Fine. She might not want it to be easily found. I run my fingers over the seams of the backpack, of her clothing, even her panties.
Not gonna lie, I linger longer than necessary on her undergarments. It isn’t the worst thing I’ve ever done.
“Really?” Her voice is laden with disapproval. “My underwear?”
Ignoring the question, I toss her garments to the side and eye the little princess up and down. “Where are you hiding it?”
She tugs the blanket more tightly around her shoulders and clings to Cameron.
For his part, Cameron started easing the blanket off of her. “If you’re hiding a flash drive somewhere, baby, you’re better off just handing it over.”
“What—what are you saying?” Her voice trembles.
“He’s saying we’ll strip you down, find the drive, then spank you for the trouble you put us through,” I say.
With a derisive snort, she says, “I had you pegged as a daddy dom from the start.”
I keep my face expressionless, not wanting her to see my surprise. She knows what a daddy dom is? And she thinks I’m one?
She’s right.
5
Penny
The dark look in Roark’s eyes makes me shift slightly in Cameron’s lap.
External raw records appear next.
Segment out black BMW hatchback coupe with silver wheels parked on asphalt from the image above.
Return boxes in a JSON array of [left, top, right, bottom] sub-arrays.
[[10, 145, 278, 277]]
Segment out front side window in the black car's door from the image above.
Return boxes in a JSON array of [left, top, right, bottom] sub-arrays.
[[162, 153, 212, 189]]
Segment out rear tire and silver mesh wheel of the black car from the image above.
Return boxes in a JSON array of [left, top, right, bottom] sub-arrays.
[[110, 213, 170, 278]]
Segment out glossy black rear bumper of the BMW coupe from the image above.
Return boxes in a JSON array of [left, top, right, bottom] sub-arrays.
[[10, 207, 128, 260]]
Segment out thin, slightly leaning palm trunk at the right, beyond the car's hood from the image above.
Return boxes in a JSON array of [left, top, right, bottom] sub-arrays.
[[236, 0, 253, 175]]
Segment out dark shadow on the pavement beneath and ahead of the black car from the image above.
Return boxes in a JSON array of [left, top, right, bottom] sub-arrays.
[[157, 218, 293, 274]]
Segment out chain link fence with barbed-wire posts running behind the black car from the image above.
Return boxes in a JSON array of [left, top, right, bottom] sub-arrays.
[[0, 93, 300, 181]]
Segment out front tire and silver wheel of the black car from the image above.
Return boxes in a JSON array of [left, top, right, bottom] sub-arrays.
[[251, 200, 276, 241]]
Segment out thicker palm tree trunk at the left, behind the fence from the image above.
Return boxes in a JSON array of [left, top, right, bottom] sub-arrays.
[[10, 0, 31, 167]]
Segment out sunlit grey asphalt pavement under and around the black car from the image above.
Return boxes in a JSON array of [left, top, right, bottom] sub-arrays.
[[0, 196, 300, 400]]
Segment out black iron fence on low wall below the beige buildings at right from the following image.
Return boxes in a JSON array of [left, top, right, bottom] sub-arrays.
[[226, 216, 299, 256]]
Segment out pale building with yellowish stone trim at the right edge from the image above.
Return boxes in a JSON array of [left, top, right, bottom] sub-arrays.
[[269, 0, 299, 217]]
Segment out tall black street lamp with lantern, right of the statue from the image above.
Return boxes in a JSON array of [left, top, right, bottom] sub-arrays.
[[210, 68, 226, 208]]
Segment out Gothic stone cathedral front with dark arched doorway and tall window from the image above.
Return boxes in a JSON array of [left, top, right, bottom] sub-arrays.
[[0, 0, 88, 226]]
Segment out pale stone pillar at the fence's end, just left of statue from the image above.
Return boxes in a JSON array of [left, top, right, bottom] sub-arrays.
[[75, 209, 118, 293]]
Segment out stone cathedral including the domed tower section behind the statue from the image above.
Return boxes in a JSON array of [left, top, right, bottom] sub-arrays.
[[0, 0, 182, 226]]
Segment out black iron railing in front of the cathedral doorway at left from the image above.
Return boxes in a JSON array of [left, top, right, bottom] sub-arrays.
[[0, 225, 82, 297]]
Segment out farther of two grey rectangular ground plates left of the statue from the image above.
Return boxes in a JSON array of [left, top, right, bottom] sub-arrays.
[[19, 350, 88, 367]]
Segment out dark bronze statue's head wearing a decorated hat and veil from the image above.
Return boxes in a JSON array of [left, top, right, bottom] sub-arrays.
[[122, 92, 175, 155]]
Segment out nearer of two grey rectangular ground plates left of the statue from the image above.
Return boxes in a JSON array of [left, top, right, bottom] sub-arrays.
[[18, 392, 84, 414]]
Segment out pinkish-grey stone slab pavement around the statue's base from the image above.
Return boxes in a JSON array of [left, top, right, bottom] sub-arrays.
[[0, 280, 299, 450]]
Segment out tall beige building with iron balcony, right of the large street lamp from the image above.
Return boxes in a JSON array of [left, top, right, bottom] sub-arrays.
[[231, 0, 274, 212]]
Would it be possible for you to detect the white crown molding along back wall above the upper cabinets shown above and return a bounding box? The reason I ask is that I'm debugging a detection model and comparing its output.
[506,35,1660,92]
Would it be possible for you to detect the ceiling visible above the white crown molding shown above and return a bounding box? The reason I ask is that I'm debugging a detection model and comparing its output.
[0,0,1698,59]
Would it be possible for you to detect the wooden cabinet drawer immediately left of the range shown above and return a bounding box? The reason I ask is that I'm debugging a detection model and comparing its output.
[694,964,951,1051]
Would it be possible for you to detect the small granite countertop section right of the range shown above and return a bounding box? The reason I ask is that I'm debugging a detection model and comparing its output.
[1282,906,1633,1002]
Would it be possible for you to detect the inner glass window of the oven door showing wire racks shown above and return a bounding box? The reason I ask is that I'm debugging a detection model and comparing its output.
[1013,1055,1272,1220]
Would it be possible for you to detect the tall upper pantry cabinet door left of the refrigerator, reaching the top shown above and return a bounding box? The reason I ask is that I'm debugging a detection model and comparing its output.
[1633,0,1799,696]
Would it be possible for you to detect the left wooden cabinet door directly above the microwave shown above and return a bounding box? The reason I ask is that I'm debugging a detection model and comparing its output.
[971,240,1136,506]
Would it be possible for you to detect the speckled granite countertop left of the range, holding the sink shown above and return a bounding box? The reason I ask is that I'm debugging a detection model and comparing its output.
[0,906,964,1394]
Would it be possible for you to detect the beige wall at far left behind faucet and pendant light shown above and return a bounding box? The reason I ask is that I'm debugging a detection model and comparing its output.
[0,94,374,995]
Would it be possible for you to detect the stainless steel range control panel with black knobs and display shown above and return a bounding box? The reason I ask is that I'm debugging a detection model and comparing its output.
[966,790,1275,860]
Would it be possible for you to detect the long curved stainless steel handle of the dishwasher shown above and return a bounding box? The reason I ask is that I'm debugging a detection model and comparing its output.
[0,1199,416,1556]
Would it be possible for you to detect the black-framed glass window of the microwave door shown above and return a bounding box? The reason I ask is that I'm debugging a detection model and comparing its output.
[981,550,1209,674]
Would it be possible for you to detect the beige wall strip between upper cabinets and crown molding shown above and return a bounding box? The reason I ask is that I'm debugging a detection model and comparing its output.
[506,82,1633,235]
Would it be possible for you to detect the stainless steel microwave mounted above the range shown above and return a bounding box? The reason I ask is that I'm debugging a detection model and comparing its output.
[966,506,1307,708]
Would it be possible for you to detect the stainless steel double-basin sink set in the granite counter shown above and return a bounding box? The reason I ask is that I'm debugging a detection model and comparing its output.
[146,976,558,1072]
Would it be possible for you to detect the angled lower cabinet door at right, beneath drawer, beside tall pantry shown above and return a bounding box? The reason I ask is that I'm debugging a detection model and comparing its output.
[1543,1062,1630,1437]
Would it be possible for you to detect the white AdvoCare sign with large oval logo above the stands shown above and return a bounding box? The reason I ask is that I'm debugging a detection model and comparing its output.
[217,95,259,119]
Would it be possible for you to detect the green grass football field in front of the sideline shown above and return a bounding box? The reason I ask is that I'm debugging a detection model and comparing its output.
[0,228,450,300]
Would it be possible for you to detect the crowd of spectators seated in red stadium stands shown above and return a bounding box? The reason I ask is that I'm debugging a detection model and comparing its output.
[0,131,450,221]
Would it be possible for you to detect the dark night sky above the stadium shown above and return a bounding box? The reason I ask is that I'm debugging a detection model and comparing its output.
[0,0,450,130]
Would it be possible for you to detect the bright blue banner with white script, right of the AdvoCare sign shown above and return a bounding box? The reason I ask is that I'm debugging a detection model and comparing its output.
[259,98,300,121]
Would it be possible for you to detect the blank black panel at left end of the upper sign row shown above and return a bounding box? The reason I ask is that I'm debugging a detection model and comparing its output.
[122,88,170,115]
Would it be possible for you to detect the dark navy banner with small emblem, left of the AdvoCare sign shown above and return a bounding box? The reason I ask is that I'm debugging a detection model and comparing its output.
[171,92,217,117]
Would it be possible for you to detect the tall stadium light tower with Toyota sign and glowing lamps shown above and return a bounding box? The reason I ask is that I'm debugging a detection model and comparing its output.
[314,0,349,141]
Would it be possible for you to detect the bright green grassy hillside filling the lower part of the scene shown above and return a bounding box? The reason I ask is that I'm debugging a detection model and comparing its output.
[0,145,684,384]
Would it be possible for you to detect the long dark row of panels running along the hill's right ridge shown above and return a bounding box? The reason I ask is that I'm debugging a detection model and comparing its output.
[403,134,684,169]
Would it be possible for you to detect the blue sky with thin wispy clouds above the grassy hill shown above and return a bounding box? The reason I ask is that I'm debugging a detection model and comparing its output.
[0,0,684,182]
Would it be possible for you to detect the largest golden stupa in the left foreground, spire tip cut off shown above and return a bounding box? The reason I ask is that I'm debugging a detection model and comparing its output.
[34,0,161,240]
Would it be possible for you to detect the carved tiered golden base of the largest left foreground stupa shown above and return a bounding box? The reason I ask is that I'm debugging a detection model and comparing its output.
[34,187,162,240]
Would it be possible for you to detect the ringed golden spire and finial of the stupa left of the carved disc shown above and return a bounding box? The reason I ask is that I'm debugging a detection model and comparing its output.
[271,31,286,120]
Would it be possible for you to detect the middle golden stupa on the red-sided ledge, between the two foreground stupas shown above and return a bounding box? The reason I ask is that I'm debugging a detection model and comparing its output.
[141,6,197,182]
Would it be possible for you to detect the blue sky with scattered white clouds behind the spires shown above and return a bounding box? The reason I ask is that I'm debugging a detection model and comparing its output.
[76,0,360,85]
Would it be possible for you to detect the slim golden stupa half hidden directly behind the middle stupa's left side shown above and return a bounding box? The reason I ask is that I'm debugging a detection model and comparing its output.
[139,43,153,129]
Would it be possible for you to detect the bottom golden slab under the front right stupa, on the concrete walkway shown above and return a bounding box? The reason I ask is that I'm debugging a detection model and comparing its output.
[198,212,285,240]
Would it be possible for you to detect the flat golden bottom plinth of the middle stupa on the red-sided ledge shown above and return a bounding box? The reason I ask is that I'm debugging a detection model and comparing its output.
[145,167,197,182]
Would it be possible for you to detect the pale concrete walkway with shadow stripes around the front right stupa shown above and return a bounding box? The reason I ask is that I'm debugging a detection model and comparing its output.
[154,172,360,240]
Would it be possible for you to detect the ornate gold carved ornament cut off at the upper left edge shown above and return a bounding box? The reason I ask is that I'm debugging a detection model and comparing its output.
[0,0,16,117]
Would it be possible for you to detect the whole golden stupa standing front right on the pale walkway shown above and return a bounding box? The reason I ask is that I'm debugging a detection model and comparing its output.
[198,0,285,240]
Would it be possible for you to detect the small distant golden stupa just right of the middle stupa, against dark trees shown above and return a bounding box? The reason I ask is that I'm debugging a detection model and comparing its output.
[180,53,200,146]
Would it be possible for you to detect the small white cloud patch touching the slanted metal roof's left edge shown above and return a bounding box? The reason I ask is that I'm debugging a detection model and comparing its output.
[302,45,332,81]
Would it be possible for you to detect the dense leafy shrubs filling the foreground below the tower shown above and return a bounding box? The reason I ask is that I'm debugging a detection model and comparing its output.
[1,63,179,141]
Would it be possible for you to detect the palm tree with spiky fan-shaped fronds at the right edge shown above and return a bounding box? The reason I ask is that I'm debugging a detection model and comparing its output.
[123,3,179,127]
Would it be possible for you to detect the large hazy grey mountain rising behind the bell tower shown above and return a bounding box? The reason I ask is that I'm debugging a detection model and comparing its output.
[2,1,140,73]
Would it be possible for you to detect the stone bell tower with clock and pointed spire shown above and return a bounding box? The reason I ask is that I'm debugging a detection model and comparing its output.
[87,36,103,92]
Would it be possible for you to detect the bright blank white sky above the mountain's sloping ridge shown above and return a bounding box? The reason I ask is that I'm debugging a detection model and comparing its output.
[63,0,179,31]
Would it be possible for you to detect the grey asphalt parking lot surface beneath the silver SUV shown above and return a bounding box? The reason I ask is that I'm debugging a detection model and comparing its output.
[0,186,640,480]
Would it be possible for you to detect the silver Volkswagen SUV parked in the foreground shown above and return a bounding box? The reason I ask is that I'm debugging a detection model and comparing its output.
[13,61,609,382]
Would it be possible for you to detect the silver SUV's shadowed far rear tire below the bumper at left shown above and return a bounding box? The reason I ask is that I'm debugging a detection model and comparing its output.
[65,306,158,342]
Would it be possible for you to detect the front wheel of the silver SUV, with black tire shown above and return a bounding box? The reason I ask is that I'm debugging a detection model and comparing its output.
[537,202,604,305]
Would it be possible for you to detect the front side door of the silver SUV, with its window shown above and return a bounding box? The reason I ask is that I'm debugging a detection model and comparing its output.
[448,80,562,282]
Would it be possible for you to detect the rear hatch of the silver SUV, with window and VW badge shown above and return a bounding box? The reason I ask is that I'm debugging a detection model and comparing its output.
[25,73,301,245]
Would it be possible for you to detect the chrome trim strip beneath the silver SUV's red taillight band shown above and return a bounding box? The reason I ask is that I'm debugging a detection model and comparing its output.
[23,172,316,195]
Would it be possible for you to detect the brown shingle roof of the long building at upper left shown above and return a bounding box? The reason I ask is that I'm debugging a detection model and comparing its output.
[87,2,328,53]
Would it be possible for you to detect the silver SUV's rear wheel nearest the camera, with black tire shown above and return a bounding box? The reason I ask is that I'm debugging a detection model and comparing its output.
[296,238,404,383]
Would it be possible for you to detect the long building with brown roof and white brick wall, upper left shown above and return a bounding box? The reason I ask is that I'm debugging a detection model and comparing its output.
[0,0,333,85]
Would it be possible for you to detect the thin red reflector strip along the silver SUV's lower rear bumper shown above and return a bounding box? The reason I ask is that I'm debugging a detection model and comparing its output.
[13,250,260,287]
And that shifting around reminds me that he’s been sporting a hard-on since the moment I settled here.
“Why don’t you tell us exactly what happened?” Roark says.
“Because you won’t believe me.”
“Hey.” Cameron’s arms tighten around me. “Why don’t you give us a chance? We’re the good guys, Penny.”
“Okay, sure.” I’m not entirely certain I believe them, but at this point, what do I have to lose by talking? I don’t have to say everything yet, just give them the bare bones. “Clive Oberon’s company is spewing all kinds of disgusting pollution into our air and water, and he’s trying to hide it. He’s working with everyone from corrupt politicians to drug lords, and falsifying reports and I don’t even know what else because I don’t understand it all.”
“The files you stole aren’t sensitive documents meant to undermine his legit business,” Roark says.
“Why would I care about his stupid business?”
“Our report says you lost your inheritance,” Cameron says.
When did my life become such a circus of misfortune? “Yeah, someone I trusted gave me bad advice to benefit their own business. It sucks. But I got a job with Oberon Transport, pretty high up. Clive noticed me and started dating me, and then I found out what the company was really up to.”
I don’t tell them about the other things I know. The way that man screamed as he fell. Clive’s cold eyes as he instructed his men to continue laying concrete.
A long silence follows my partial testimony, broken only by the sound of falling rain. The wind has died down, and thunder hasn’t boomed in my ears in quite some time.